Earthenware, Gold-leaf, Flowers
Mixed leather, found belts
stoneware
Stoneware
Cast Bronze
Denim, leather, canvas, and assorted hardware on cotton skirt
Through this piece, I sought to explore the relationship between my identity as a woman and my identity as someone working in sculpture, a traditionally male-dominated field. I did this by using masculine-coded materials to create a skirt, a conventionally feminine piece of clothing. Denim, leather, canvas, and assorted hardware comprise the majority of my materials, all chosen for their societal associations with masculinity, specifically in trade occupations such as carpentry and welding—skills I utilize in my sculpture practice. Using these materials, I created stereotypically fem-coded elements—beading, pleating, bows—through hand stitching and weaving, traditionally female-associated arts. I chose to lean into these elements not simply to contrast the materials, but also to embrace the femininity so many women had to cast off in order to get their foot in the door of traditionally male occupations. I am a woman. I am a sculptor. And I can claim both identities without casting off the other.
Earthenware, twine
Cast aluminum
Stoneware
Stoneware
Mixed leather
Accordion Blinds, thread, dye, and mirror shards
As an artist, the act of creation is how I explore and reflect on myself and the world I find myself in. Though I begin most pieces with a specific concept in mind, I find my artistic process is often wholly transformative—meaning shifting and morphing as I spend more time with an idea. I consider the discovery, exploration, introspection, and innovation in my practice to be of equal importance to any finished product.
The thing about such a nebulous concept like balance, is that every aspect of my process seemed to reflect it. Initially, my concept was largely driven by my experience as a dancer. In particular, Swan Lake’s narrative themes of good and evil, victorious conquest and absolute defeat, and the ballet’s strikingly high contrast black and white aesthetic were hugely influential in my formal and representational choices. But as I got into the meat of the project, new forms of contrast continued to be revealed in the details of my process. Working with such a challenging material was a constant battle between its possible potential and unending constraints. With every stitch I made in the delicate folds, I thought of how I was transforming accordion blinds, a middle class staple, into a piece of fine art. How my mom taught me to sew as a child, and how her mom taught her, and how her family’s practice of poverty born necessity was now my artistic choice. I thought of the tension between the ordinary and overlooked, and the fine arts.

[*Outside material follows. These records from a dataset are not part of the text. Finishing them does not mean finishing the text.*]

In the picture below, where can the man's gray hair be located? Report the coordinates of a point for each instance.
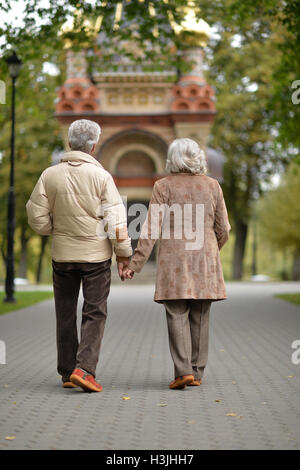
(185, 155)
(83, 134)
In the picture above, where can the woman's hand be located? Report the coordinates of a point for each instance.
(128, 273)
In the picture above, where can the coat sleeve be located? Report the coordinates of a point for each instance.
(150, 232)
(221, 225)
(38, 209)
(115, 219)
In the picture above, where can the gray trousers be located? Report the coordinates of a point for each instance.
(188, 328)
(95, 280)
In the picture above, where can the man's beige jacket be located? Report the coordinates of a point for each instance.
(78, 203)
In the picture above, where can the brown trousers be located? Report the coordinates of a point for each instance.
(188, 328)
(95, 279)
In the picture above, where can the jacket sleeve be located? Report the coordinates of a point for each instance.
(221, 225)
(38, 209)
(150, 232)
(115, 219)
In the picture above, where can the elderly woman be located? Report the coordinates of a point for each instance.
(185, 205)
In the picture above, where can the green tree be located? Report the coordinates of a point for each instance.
(279, 216)
(285, 14)
(241, 60)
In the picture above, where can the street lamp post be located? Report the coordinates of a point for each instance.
(14, 65)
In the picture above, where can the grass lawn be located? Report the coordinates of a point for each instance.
(24, 299)
(294, 298)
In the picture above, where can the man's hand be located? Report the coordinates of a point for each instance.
(128, 273)
(122, 265)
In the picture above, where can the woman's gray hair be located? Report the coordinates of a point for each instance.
(185, 155)
(83, 134)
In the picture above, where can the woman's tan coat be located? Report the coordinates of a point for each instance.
(78, 203)
(182, 272)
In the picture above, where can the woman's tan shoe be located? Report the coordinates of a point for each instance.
(195, 383)
(181, 382)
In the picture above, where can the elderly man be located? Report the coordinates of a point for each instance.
(78, 203)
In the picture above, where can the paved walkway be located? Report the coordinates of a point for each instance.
(250, 398)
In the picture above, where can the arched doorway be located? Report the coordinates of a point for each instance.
(136, 159)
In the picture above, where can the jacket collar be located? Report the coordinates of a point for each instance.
(78, 156)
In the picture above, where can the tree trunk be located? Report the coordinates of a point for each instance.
(296, 266)
(44, 240)
(241, 230)
(23, 255)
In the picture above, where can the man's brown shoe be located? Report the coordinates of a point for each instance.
(85, 380)
(69, 384)
(181, 382)
(195, 383)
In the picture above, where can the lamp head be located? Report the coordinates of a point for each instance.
(14, 64)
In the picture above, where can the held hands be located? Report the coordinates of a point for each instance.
(123, 270)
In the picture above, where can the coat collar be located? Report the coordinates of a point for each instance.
(78, 156)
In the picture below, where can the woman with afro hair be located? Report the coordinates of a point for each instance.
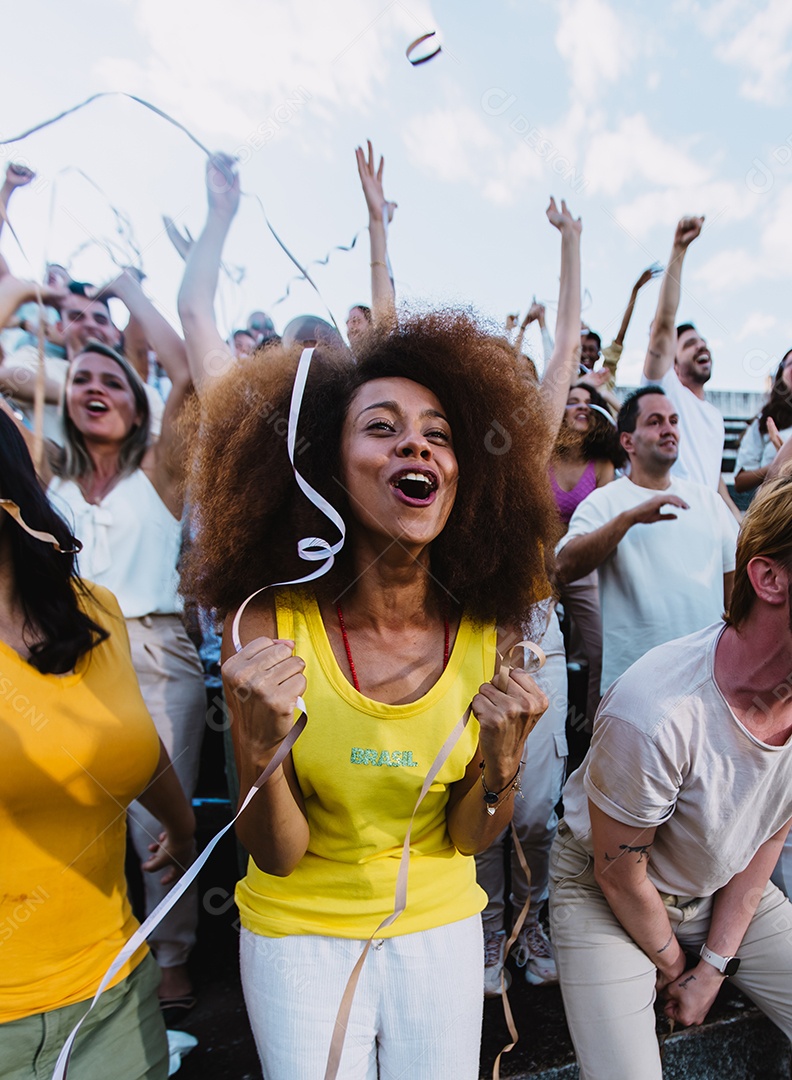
(434, 451)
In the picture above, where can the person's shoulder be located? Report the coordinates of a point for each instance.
(98, 603)
(666, 682)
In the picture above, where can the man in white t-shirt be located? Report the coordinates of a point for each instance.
(661, 574)
(679, 360)
(675, 819)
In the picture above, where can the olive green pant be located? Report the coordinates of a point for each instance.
(123, 1038)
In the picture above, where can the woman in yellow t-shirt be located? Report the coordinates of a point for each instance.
(434, 453)
(78, 746)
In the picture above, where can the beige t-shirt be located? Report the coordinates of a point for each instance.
(669, 752)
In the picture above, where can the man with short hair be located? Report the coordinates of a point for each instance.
(661, 574)
(679, 360)
(82, 319)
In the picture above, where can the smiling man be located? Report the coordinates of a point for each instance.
(665, 547)
(680, 361)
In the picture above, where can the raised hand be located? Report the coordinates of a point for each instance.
(687, 229)
(17, 176)
(223, 187)
(506, 718)
(265, 679)
(650, 511)
(653, 271)
(562, 218)
(371, 179)
(774, 434)
(170, 854)
(535, 311)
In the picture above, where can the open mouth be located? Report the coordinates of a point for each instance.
(416, 488)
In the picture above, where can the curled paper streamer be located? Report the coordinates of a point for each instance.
(11, 508)
(419, 41)
(318, 262)
(131, 254)
(193, 138)
(312, 550)
(596, 408)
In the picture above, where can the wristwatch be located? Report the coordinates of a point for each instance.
(728, 966)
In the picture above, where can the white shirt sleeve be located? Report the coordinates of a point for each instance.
(628, 775)
(749, 456)
(729, 529)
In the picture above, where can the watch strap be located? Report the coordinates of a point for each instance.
(726, 964)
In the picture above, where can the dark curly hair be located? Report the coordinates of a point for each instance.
(601, 442)
(45, 579)
(250, 512)
(779, 404)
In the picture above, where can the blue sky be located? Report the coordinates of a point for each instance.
(635, 113)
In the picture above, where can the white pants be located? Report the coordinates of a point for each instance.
(416, 1013)
(581, 603)
(171, 680)
(535, 819)
(608, 983)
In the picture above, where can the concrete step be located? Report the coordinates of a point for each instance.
(737, 1042)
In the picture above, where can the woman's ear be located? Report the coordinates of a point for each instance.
(769, 579)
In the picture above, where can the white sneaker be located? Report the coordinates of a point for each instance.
(534, 952)
(494, 945)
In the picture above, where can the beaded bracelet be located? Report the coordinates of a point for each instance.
(493, 799)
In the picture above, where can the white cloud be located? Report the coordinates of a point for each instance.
(759, 42)
(716, 199)
(633, 151)
(229, 72)
(451, 144)
(757, 322)
(595, 43)
(767, 259)
(457, 146)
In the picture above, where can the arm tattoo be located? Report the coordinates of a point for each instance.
(642, 850)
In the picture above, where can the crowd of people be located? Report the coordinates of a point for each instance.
(410, 756)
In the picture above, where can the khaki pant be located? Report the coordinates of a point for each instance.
(608, 983)
(123, 1038)
(171, 680)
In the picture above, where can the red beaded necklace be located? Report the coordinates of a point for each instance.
(356, 684)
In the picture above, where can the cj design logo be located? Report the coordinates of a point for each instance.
(393, 758)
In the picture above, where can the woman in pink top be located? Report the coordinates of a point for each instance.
(586, 456)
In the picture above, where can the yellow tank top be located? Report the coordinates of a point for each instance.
(361, 765)
(76, 750)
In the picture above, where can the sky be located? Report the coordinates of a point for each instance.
(635, 113)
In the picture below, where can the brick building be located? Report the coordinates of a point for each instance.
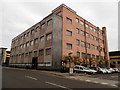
(115, 58)
(61, 32)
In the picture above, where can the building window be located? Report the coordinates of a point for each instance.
(43, 26)
(99, 32)
(77, 20)
(93, 56)
(68, 46)
(86, 25)
(28, 33)
(68, 20)
(82, 32)
(30, 53)
(77, 30)
(91, 28)
(87, 35)
(95, 38)
(26, 54)
(81, 22)
(48, 51)
(78, 54)
(21, 46)
(100, 48)
(37, 29)
(42, 38)
(97, 57)
(83, 44)
(31, 42)
(49, 22)
(24, 45)
(88, 45)
(49, 36)
(69, 33)
(88, 56)
(35, 53)
(96, 47)
(77, 42)
(94, 30)
(25, 35)
(36, 40)
(41, 52)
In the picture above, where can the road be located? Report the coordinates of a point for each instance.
(17, 78)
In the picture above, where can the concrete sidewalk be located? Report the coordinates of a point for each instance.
(76, 76)
(85, 77)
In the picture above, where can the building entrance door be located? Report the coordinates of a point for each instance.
(34, 62)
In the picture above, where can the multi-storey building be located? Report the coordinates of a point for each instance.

Fabric, plywood, and lighting gels
I find that through the act of making art, I am able to remove myself from the cyclical remembered experience of my memories and emotions. This action allows me to step back to process and reflect on them, to transform them. The Veil is my reflection on a childhood memory, an endless week spent living in a hospice, waiting for my aunt to die. I find that hospices are a kind of ultimate liminal space—a place created for the sole purpose of waiting, either for yourself to die, or for someone else to. Though the week as a whole is shrouded in a time induced haze, I can still vividly remember the feeling of being a child so full of life, in a place so full of death. Through gently draping translucent black fabric, I call back to imagery of mourning veils and the age-old metaphor of “the veil”, and invite the viewer to step inside the shroud. Inside, a warm cocoon of colorful light bathes the viewer, speaking to the youth, life, and joy hiding within. With this piece, I aim to communicate that even within the dark stillness of death and grief, life can be found, if only you are willing to step inside and take its hand.